In the last two years, the companies paid an overall average of 17.2 percent of their profits from U.S. operations. That's less than half the official tax rate of 35 percent. It compares with 21.4 percent in 2001, and 21.7 percent for a group of 250 companies in the group's 2000 report, which looked at 1996-98.
In all, the 275 companies in the latest report told Wall Street they earned $1.1 trillion over the three years, but paid $195 billion, or about $175 billion less than they would have paid at the full 35 percent rate.
Moreover, the latest report shows 82 companies that received rebates in at least one year despite posting profits; and 28 companies that gained cash back in all three years. In the 1996-98 report, 41 profitable companies were owed rebates in at least one year, and 11 in all three years.
McIntyre's groups are credited with spurring the Tax Reform Act of 1986 after they showed, in the early '80s, that the largest profitable corporations were paying federal taxes under 15 percent - at a time when the official rate was 46 percent. The reform lowered the official rate and closed loopholes, which is what should happen again.
Pitney Bowes and UTC represent different types of tax cases.
UTC said its tax reduction resulted from a large, voluntary contribution to the company's pension plan. "UTC has made over $2 billion of domestic pension contributions in the last three years," company spokesman Paul Jackson said.
That struck McIntyre, the report's author, as unusual.
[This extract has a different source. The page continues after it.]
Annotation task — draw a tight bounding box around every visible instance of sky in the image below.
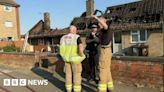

Normally, he said, pension contributions would be treated as a regular expense that reduces income, not as a tax deduction.
But Jackson said tax laws require deducting pension contributions in the period made.
Pitney leases to its customers the postal meters and related equipment that it makes, rather than selling them. By retaining ownership, it is able to claim depreciation, and Bush-era laws speeding the depreciation amounted to tax breaks for the company in the early years.
Pitney spokesman Matthew Broder said the company has benefited from depreciation rules in leasing other types of equipment that it doesn't make - but he said that will end as Pitney exits those lines. His point is that the company makes decisions based on strategy, not tax benefits.
Indeed, that is the point. Tax expert Richard Pomp, Alva P. Loiselle Professor of Law at the University of Connecticut, cites former Treasury Secretary Paul O'Neill's quote from his 2001 confirmation hearing: "As a businessman, I never made an investment decision based on the tax code. If you give money away, I will take it," said O'Neill, a former Alcoa CEO.
In fact, the report shows, despite huge expansions in accelerated depreciation in 2002 and 2003 - giving companies tens of billions of dollars in extra cash - the 275 companies reduced their spending on plants and equipment by about one-sixth. And history shows that companies will invest heavily if they detect demand, at high or low tax rates.
Still, as O'Neill said, shareholders are happy to take it. And they're happy to overpay their top executives, too.
Pomp, who is board president of the Institute on Taxation and Economic Policy but did not directly work on the report, said of the bevy of corporate tax breaks, "Most of these bells and whistles - you'd be hard-pressed to document that they survive a cost-benefit analysis."
Defenders of the tax breaks say corporations pay plenty, in local property taxes, sales taxes, payroll taxes and so forth. But we've got a federal government in the red. These breaks don't just pit business against labor, they pit business against business.
Consider CVS Corp., another major Connecticut employer. The Rhode Island-based drugstore company paid $1.1 billion in federal taxes on $3.2 billion in profits in 2001-03. That's 34.5 percent, which was more than any other company in the report.
Never mind hardworking families upset that many corporations don't carry their federal tax load. CVS shareholders should be screaming that they overpaid by $520 million, compared with the average breaks other big companies gleaned.